Detroit Economic Growth Corporation
DEGC president Rodrick Miller
The new Detroit Economic Growth Corporation
(DEGC) chief executive officer says an ordinance currently being prepared by Detroit City Council would "undermine [Detroit's] economic progress well before our recovery has hit critical mass," according to a report from Freep business columnist Tom Walsh
Over the summer, the council began preparing the ordinance, which calls for developers seeking subsidies of $300,000 or more to enter into a legally binding community benefits agreement with local groups. Such an agreement would require certain goals for hiring Detroit residents and awarding contracts to Detroit-based businesses. To Rodrick Miller, DEGC chief exec and president, it would be a terrible idea.

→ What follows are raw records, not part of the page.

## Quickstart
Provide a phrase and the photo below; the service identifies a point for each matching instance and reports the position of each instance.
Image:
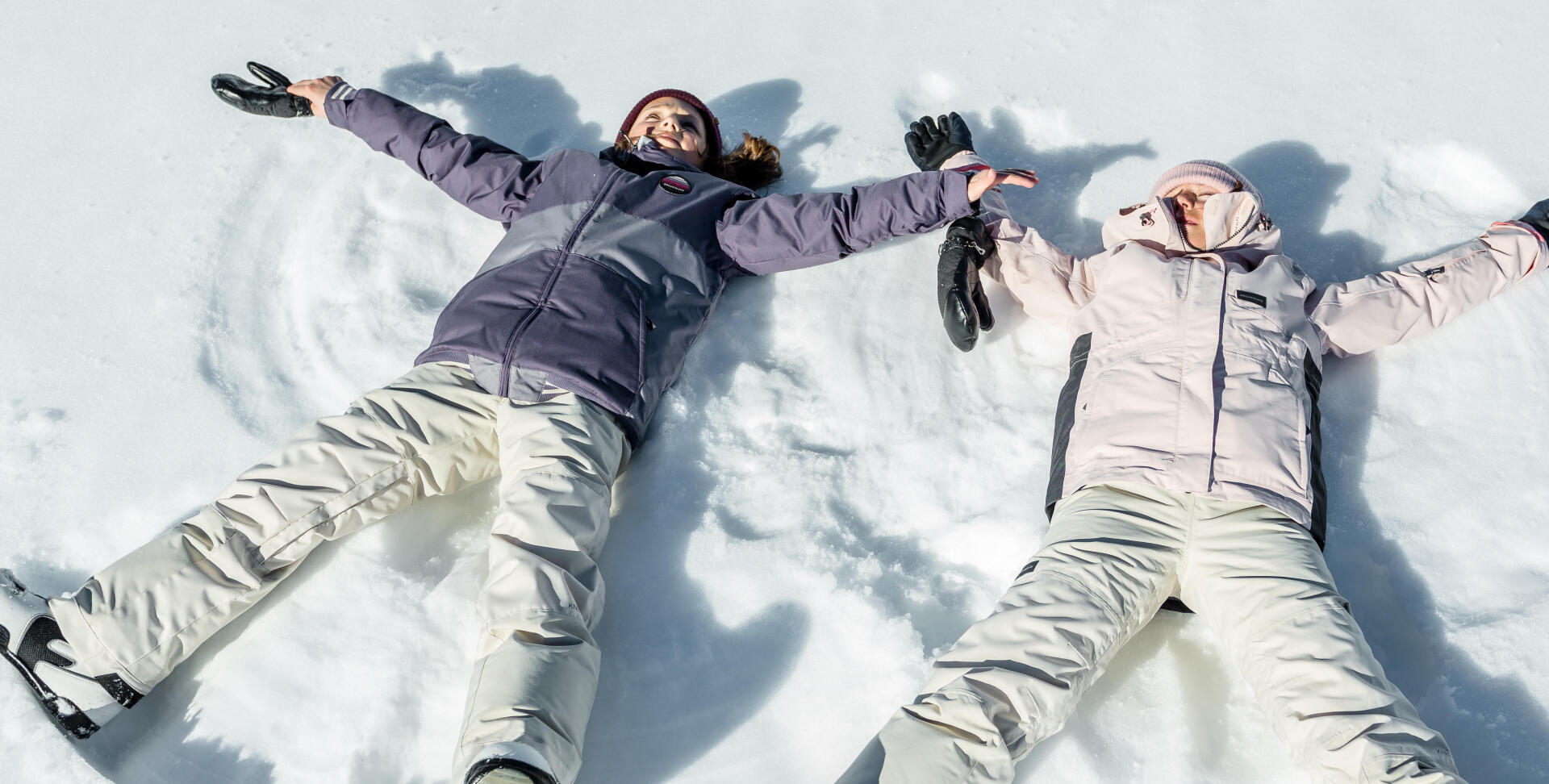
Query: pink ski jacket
(1200, 369)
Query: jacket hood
(1235, 225)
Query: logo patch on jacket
(676, 185)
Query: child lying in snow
(1184, 465)
(542, 371)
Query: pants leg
(1261, 583)
(1015, 678)
(538, 664)
(428, 432)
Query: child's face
(676, 126)
(1188, 208)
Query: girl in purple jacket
(544, 369)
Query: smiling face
(1188, 208)
(676, 126)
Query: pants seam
(202, 560)
(403, 462)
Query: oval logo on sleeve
(676, 185)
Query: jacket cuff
(966, 161)
(335, 102)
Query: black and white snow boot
(30, 639)
(501, 770)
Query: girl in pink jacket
(1184, 469)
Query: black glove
(966, 311)
(931, 141)
(270, 101)
(1539, 217)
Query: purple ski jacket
(612, 262)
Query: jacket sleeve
(1387, 307)
(776, 233)
(1047, 282)
(478, 173)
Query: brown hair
(754, 165)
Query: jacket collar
(1237, 228)
(646, 156)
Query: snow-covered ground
(833, 493)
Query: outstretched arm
(478, 173)
(1043, 279)
(1387, 307)
(779, 233)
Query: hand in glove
(966, 311)
(931, 141)
(270, 99)
(1539, 219)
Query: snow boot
(30, 639)
(503, 770)
(505, 775)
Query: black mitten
(1539, 217)
(931, 141)
(270, 101)
(966, 311)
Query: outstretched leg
(538, 664)
(425, 434)
(1261, 583)
(1015, 678)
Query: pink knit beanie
(712, 134)
(1215, 174)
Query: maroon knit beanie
(712, 134)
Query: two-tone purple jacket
(612, 262)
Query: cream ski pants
(431, 432)
(1113, 555)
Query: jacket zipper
(549, 284)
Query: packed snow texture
(833, 493)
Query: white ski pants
(1113, 555)
(434, 431)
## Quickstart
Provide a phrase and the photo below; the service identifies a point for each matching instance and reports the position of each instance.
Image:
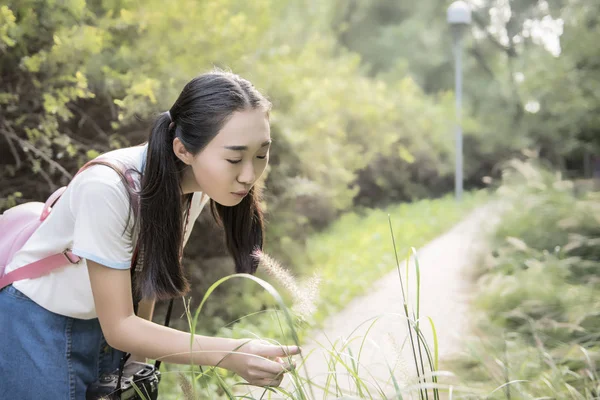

Miller tells Walsh, who is clearly singing the same tune as the DEGC chief, that an ordinance requiring CBAs "could create a red-tape nightmare, adding extra time and costs to each project — and potentially [introduce] corruption into the system."
Council President Brenda Jones' office has taken the lead in drafting the ordinance, a move Walsh says stemmed from the city's findings earlier this year that Marathon Petroleum fell well short of hiring Detroiters after it received a $175 million tax break so the company could expand its footprint
Walsh reports that in a letter to council, Miller wrote: "We know from years of recruiting companies that Detroit still has big obstacles to overcome related to costs, image, and workforce to compete against other cities and our surrounding suburbs. We are, in effect, paying businesses to jump over the barriers they face: high taxes, questionable services, low adult literacy, blighted surroundings and negative perceptions. If we raise the height of the barriers with CBAs we will simply have to pay more in public incentives to get businesses to jump over them. We can't afford that. Isn't it more cost effective to lower those barriers?"
Says Walsh: Yes, lower the barriers!
Miller is asking the right question, raising the right issues in terms of regulatory policy.
It's an especially critical decision at this moment in time for Detroit.
Just as the city prepares to emerge from its historic Chapter 9 bankruptcy, just as Emergency Manager Kevyn Orr hands back the reins of power to Detroit's elected officials, this would be the absolute worst time to repeat the blunders of past city governments by making it more risky, more complex, more expensive to invest and do business here.
(More complex, you say? The city seems to relish the challenge
In recent weeks, CBAs have been the center of the negotiation over a land sale to facilitate the new Detroit-Windsor bridge
. Discussions for the new Detroit Red Wings arena near downtown over the last year also turned on whether the hockey team's owner, Ilitch Holdings Inc., would agree to a CBA
. The company didn't.
Francis Grunow, a member of the Corridors Alliance, the lead group on efforts to implement a CBA in the arena deal, says Miller is correct to question the CBA ordinance as a "one size fits all tool." But, Grunow adds, Miller should work with council to improve the ordinance so that it benefits everyone, and work to improve existing tools he feels Detroit is already equipped with that he makes reference to.
Miller understands that people advocate for CBAs because "they feel left out of the deal, when business gets incentives and tax breaks to develop," says Grunow, adding, "He's right to bring up how onerous development can be, and wanting to avoid the institution of more red tape."
But the "barriers" Miller refers to should not impact small- and mid-size development at all, Grunow says. CBAs typically arise for "mega projects" worth tens of millions of dollars, he says.
Citing the arena and bridge projects, Grunow says those examples are "all projects where there is significant impact and incentive, and are often associated with development interests who can easily 'afford' the extra 'effort' to constructively work with the impacted community."
"At the end of the day, it's not about making these projects more 'difficult' to create," Grunow says. "It's about having them land in communities that can meaningfully participate in their creation."
"Ideally, the benefit is everyone's," he adds. "Especially if there are significant public subsidies."